Es una liturgia antigua: el 31 de julio se cierran las ciudades sobre sí mismas para esperar el retorno de sus moradores en septiembre. Carteles en las puertas de los comercios comunican lo que ya se sabe: se abre el paréntesis en el que hay que esperar para cualquier asunto porque todo el que puede se escapa al mar, a la montaña o a donde su bolsillo se lo permita. Muchos vuelven al pueblo para comprobar que sus raíces siguen bien amarradas a la tierra. Y de que sus patatas podrán volver a sembrarse.
En Madrid, la mitad de los taxis no pueden trabajar ni circular en la primera quincena de agosto. Y el día 15 se produce el relevo. Apenas hay tránsito por las calles; los bares y los restaurantes que permanecen abiertos reciben a los parroquianos con aire de complicidad, porque muchos se quedan en la ciudad para disfrutar de las dimensiones que debiera tener con los habitantes que de verdad caben.
La política también se esconde en agosto porque sus protagonistas se escapan del calor y buscan la calma en un intento vano de continuar siendo humanos.
No se quieren dar por enterados o no quieren que los ciudadanos sean conscientes de que fuera de España también estarán fuera de la Unión Europea.

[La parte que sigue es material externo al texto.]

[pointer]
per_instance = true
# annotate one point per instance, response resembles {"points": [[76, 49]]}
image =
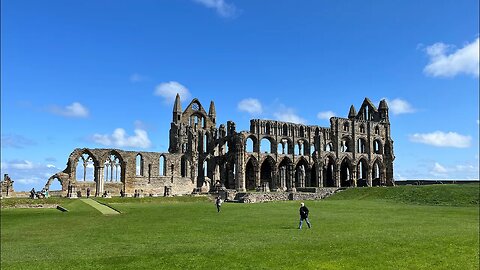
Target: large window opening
{"points": [[85, 168], [112, 169], [139, 165], [162, 166]]}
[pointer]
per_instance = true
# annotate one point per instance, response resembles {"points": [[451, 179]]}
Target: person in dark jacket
{"points": [[218, 203], [303, 216]]}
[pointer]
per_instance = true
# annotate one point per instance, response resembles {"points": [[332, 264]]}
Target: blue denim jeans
{"points": [[301, 222]]}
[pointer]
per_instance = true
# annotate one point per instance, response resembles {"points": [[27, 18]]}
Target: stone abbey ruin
{"points": [[353, 151]]}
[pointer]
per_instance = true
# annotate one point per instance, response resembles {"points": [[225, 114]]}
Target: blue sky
{"points": [[102, 74]]}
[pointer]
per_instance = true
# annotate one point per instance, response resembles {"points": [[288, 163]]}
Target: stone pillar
{"points": [[354, 176], [337, 177], [100, 181], [240, 172], [290, 178], [320, 175], [369, 177]]}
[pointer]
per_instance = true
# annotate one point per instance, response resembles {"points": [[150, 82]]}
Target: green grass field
{"points": [[430, 227]]}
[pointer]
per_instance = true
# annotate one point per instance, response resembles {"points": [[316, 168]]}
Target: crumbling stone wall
{"points": [[353, 151]]}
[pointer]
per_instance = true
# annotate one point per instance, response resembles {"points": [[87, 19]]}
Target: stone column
{"points": [[369, 177], [290, 177], [320, 175], [354, 176], [240, 172], [100, 181], [337, 177]]}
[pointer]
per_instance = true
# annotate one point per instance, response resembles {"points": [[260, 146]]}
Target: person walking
{"points": [[303, 216], [218, 203]]}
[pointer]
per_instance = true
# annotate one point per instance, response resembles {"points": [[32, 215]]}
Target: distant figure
{"points": [[303, 216], [218, 203]]}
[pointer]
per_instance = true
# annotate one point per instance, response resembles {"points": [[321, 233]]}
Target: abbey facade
{"points": [[272, 156]]}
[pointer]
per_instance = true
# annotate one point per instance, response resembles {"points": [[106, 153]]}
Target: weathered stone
{"points": [[353, 151]]}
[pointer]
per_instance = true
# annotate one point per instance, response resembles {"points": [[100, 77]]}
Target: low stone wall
{"points": [[284, 196]]}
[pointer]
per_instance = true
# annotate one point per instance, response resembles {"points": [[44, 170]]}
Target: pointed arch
{"points": [[329, 168], [251, 169], [267, 170], [85, 167], [362, 145], [377, 146], [139, 165], [162, 165], [302, 172], [251, 144], [113, 167], [377, 173], [346, 173], [362, 172]]}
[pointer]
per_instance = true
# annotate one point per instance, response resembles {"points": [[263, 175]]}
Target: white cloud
{"points": [[325, 115], [74, 110], [250, 105], [26, 173], [15, 141], [461, 171], [288, 115], [464, 60], [221, 7], [169, 90], [442, 139], [119, 138], [21, 165], [438, 169], [30, 181], [399, 106], [135, 77]]}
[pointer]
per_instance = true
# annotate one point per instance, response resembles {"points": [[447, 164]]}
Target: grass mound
{"points": [[449, 195], [12, 202]]}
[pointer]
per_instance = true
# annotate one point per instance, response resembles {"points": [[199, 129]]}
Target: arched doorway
{"points": [[302, 173], [345, 173], [329, 172], [250, 174], [266, 172]]}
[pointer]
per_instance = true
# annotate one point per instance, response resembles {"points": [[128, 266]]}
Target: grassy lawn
{"points": [[363, 228]]}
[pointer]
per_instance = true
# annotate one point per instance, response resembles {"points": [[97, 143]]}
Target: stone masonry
{"points": [[204, 157]]}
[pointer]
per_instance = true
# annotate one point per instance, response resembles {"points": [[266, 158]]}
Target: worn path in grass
{"points": [[100, 207]]}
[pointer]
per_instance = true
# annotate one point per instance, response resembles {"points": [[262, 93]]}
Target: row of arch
{"points": [[331, 173], [285, 146], [284, 129], [113, 167]]}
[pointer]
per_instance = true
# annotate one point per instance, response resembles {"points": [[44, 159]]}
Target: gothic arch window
{"points": [[345, 145], [268, 128], [205, 143], [361, 145], [139, 165], [85, 168], [184, 167], [112, 168], [362, 128], [328, 147], [377, 147], [249, 145], [162, 166]]}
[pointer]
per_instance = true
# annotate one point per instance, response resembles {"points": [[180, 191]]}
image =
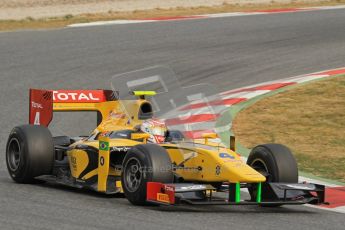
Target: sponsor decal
{"points": [[101, 160], [120, 149], [193, 187], [217, 170], [104, 146], [36, 105], [168, 188], [226, 155], [163, 198], [78, 96]]}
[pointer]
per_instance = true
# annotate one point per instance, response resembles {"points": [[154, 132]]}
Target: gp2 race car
{"points": [[117, 158]]}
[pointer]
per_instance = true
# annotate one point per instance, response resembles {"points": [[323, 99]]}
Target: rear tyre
{"points": [[29, 153], [142, 164], [276, 162]]}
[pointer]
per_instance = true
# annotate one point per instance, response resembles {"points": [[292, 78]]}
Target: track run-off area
{"points": [[228, 52]]}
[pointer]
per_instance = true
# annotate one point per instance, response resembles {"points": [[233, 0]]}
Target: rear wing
{"points": [[44, 102]]}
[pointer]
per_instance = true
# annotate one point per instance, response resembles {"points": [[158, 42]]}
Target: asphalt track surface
{"points": [[228, 52]]}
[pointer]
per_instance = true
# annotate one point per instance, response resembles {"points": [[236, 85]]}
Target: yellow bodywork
{"points": [[202, 160]]}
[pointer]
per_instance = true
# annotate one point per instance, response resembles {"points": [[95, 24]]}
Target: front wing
{"points": [[274, 194]]}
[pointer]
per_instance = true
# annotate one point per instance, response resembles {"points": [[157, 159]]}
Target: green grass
{"points": [[309, 119]]}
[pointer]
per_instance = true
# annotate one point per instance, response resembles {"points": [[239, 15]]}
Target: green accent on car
{"points": [[258, 193], [238, 192]]}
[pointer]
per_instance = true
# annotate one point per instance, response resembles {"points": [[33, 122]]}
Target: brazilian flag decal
{"points": [[104, 146]]}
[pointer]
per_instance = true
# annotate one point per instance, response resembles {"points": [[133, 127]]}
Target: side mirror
{"points": [[207, 136], [144, 136]]}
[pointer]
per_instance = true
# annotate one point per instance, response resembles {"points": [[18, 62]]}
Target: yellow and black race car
{"points": [[117, 157]]}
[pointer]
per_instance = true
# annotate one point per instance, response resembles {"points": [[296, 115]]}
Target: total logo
{"points": [[78, 96], [36, 105]]}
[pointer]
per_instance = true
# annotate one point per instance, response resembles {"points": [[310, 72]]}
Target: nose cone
{"points": [[236, 170]]}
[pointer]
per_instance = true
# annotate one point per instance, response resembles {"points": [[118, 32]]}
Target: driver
{"points": [[156, 128]]}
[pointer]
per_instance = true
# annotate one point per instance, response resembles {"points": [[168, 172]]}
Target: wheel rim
{"points": [[13, 154], [133, 175], [261, 167]]}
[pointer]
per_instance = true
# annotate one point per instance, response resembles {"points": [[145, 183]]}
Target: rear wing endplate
{"points": [[44, 102]]}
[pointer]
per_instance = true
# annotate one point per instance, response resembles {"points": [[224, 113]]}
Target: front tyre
{"points": [[29, 153], [144, 163], [276, 162]]}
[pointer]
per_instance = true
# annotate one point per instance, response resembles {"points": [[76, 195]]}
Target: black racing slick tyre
{"points": [[144, 163], [29, 153], [276, 162]]}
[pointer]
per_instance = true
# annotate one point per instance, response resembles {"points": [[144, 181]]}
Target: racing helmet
{"points": [[156, 128]]}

Este año la diáspora tiene connotaciones de pánico. En septiembre, el 27, Cataluña celebra algo parecido a unas elecciones autonómicas en las que se pretende repetir el fenómeno del 14 de abril en toda España, que se acostó monárquica y se levantó republicana. Ahora, algunos catalanes, bastantes, pretenden levantarse independientes. El silencio sobre el verdadero reto permanece oculto detrás de unos dirigentes que pretenden pasar a la historia como héroes de una patria que quieren tejer a su medida, a la de sus intereses. No se quieren dar por enterados o no quieren que los ciudadanos sean conscientes de que fuera de España también estarán fuera de la Unión Europea. Tendrán que inventar una nueva moneda y sus fronteras tendrán aranceles para exportar sus productos. Casi todos los sueños son imposibles, pero sobre todo tienen un precio. Y este capricho es tan caro que no habría con quien pagarlo.
La política en Cataluña está en vacaciones perpetuas. Un agosto interminable en la que los problemas no encuentran solución porque ni siquiera se plantean. Todo se ha convertido en sentimientos caducados en su formulación actual porque en todas partes se resolvieron como muy tarde en el siglo XIX.

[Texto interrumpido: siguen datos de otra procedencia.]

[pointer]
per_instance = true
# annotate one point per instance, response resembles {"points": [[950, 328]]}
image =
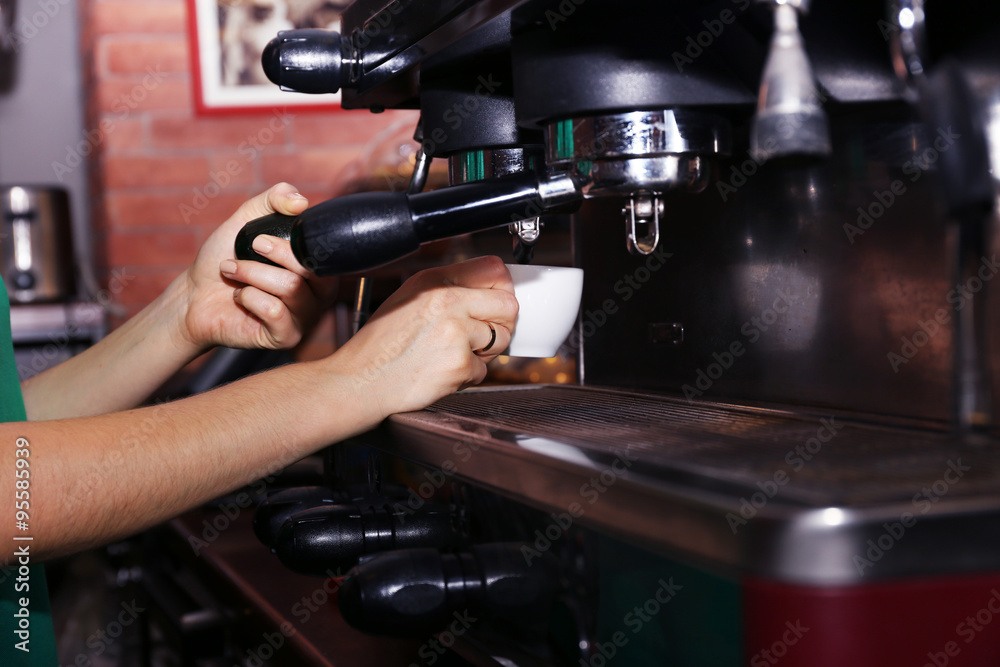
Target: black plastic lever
{"points": [[418, 591], [361, 231], [334, 537]]}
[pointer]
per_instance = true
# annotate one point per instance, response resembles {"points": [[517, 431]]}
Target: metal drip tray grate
{"points": [[828, 461]]}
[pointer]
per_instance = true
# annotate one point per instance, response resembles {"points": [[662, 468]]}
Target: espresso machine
{"points": [[782, 445]]}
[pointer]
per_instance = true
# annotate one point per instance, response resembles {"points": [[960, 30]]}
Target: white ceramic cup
{"points": [[548, 298]]}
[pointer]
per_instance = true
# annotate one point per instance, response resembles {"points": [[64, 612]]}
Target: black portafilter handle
{"points": [[420, 591], [279, 507], [332, 538], [362, 231]]}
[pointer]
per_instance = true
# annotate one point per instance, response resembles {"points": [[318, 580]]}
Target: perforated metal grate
{"points": [[720, 445]]}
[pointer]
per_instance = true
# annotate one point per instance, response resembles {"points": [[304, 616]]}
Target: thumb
{"points": [[281, 198]]}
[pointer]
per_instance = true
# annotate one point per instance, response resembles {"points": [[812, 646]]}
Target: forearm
{"points": [[97, 479], [120, 371]]}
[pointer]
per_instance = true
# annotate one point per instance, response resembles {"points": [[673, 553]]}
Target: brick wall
{"points": [[156, 166]]}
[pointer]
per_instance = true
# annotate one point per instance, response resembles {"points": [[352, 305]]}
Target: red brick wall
{"points": [[156, 164]]}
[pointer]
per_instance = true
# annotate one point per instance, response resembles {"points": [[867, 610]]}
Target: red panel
{"points": [[951, 621]]}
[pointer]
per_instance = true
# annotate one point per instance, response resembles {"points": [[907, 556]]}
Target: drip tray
{"points": [[765, 492]]}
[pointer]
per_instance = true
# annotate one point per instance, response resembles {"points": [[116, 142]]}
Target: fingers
{"points": [[281, 282], [490, 340], [280, 326], [280, 252], [281, 198], [486, 272]]}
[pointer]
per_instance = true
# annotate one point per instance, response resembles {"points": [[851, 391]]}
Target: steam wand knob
{"points": [[306, 61]]}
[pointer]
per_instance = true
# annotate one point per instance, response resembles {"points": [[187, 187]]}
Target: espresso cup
{"points": [[549, 299]]}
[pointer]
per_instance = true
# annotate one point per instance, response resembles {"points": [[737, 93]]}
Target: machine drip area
{"points": [[787, 348]]}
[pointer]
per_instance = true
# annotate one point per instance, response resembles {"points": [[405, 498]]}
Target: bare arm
{"points": [[255, 306], [98, 478]]}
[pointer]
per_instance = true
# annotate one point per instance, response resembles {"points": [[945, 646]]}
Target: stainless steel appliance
{"points": [[36, 244], [785, 426]]}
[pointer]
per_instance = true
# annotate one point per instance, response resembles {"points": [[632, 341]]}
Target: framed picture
{"points": [[227, 38]]}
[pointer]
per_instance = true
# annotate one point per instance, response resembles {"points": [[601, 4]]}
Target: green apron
{"points": [[41, 639]]}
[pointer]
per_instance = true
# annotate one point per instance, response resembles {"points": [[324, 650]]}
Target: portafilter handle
{"points": [[362, 231]]}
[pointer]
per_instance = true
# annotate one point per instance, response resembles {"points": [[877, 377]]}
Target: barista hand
{"points": [[425, 341], [255, 306], [247, 304]]}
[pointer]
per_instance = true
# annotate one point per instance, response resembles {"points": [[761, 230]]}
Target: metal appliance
{"points": [[36, 244], [784, 431]]}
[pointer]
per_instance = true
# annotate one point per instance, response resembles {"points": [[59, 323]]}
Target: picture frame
{"points": [[227, 38]]}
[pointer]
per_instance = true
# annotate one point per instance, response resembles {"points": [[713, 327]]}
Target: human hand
{"points": [[248, 304], [426, 341]]}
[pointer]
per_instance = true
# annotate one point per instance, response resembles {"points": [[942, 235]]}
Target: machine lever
{"points": [[418, 591], [328, 538], [365, 230]]}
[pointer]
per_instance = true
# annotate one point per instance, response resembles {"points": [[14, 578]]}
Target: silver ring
{"points": [[493, 338]]}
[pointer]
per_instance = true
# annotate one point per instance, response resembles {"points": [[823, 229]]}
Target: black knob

Los nacionalismos son expresiones de un populismo anclados a una historia que muchas veces ni siquiera es cierta; son como los contratos de Groucho Marx: si no sirve, se cambia por otra confeccionada a la medida.
La historia está llena de ejemplos en que muchos ciudadanos pierden la razón porque la aprietan debajo de sus sentimientos impostados por intereses de élites hasta que deja de existir. Entonces, en la locura colectiva, se formula como proyectos lo que solo son sueños, tan caros que solo se pueden pagar con la tragedia. Esta es la esencia del agosto catalán que ya dura demasiado.